La invasión

lady and monster

—¡Ellen! Lo has entendido todo mal, podemos hablarlo, ¿vale, cariño? Vamos, abre la puerta, nena.

—¡Sal de aquí David! O como sea que te llames de verdad…Oh, no me puedo creer que me esté pasando esto. ¡Sal de aquí o gritaré!

—Ellen…Pequeña, no me hagas esto. De acuerdo, lo reconozco, te mentí, ¿vale?

—¡Ya no me vale! ¿A qué habéis venido, David? ¿Venís a…a….a invadirnos, verdad? ¡Yo tan sólo era una excusa, un maldito pasatiempo para ti! ¡Te maldigo, David! ¡Dime la verdad, o calla para siempre!

El enorme extraterrestre soltó un suspiro al otro lado de la ventana.

—Está bien, maldita sea joder, sí.  La Tierra está en nuestras manos ahora mismo. Tú…Tú no eras ningún pasatiempo, nena, pero los tiempos han cambiado. Esto…tómalo como una guerra nuclear, ¿vale, preciosa? Ven conmigo, Ellen, no te arrepentirás, te lo digo en serio. Seguiré siendo tu dulce Davie. Te lo prometo.

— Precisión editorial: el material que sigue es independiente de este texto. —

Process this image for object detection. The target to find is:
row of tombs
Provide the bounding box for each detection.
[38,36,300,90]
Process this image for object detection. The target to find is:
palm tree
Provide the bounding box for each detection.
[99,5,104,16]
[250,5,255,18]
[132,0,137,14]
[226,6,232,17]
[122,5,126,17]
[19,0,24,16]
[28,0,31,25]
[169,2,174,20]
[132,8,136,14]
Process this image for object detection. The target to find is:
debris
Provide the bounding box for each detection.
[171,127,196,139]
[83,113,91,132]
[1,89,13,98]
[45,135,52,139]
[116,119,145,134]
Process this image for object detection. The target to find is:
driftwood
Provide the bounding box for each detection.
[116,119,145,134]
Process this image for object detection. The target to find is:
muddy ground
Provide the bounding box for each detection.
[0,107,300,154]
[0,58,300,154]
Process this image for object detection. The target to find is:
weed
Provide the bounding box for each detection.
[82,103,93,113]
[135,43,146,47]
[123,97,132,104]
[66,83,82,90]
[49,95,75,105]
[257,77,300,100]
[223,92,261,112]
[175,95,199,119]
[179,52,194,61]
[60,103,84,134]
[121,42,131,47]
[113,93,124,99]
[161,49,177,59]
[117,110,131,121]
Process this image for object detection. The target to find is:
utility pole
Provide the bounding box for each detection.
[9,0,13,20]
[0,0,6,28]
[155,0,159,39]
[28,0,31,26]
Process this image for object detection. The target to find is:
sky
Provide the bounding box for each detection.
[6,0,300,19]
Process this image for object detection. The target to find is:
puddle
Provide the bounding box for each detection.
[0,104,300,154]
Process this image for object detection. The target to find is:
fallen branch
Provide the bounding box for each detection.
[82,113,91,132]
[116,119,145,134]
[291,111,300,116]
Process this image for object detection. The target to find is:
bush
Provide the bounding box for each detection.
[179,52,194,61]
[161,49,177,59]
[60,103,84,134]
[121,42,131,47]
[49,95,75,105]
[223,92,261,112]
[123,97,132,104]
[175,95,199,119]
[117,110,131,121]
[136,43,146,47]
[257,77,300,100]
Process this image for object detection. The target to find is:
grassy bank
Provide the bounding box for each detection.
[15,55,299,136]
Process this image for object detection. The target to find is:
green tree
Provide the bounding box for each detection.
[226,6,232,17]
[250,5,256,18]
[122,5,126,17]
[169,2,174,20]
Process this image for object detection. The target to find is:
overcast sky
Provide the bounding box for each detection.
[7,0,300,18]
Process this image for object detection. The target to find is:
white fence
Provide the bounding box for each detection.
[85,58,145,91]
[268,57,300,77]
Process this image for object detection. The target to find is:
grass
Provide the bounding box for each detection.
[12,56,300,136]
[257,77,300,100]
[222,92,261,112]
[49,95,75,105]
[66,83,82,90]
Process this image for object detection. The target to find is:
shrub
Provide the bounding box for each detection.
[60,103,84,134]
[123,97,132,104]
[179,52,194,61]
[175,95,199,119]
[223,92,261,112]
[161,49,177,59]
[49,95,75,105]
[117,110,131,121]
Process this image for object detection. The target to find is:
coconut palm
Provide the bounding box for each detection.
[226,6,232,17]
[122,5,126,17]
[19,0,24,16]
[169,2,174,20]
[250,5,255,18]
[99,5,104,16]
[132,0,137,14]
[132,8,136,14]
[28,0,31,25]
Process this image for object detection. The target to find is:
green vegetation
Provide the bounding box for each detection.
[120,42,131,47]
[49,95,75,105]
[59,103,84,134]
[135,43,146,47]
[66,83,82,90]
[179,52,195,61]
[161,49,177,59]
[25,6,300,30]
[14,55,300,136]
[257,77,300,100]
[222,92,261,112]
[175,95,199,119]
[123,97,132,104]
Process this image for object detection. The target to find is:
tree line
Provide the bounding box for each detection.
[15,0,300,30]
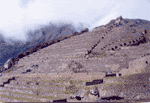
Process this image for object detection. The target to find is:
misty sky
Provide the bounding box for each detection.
[0,0,150,40]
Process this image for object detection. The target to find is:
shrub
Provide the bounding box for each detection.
[68,61,83,73]
[24,50,31,56]
[42,42,48,48]
[73,31,79,36]
[48,40,55,45]
[17,53,25,59]
[35,44,42,49]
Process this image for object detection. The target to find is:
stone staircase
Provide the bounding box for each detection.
[0,77,69,102]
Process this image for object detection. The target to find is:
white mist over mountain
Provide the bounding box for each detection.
[0,0,150,41]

Ellen se seca las lágrimas con una mano y mira de reojo a la gigantesca criatura.

—Si salgo ahí fuera contigo, ¿seguirás teniendo ese aspecto tan repugnante? Yo quiero a mi Davie de siempre.

—Seré lo que tú quieras, nena. Vamos, sal ya antes de que el mundo se nos derrumbe encima.— El monstruo se relame los gruesos labios cuando Ellen no lo ve. —Te quiero toda para mí.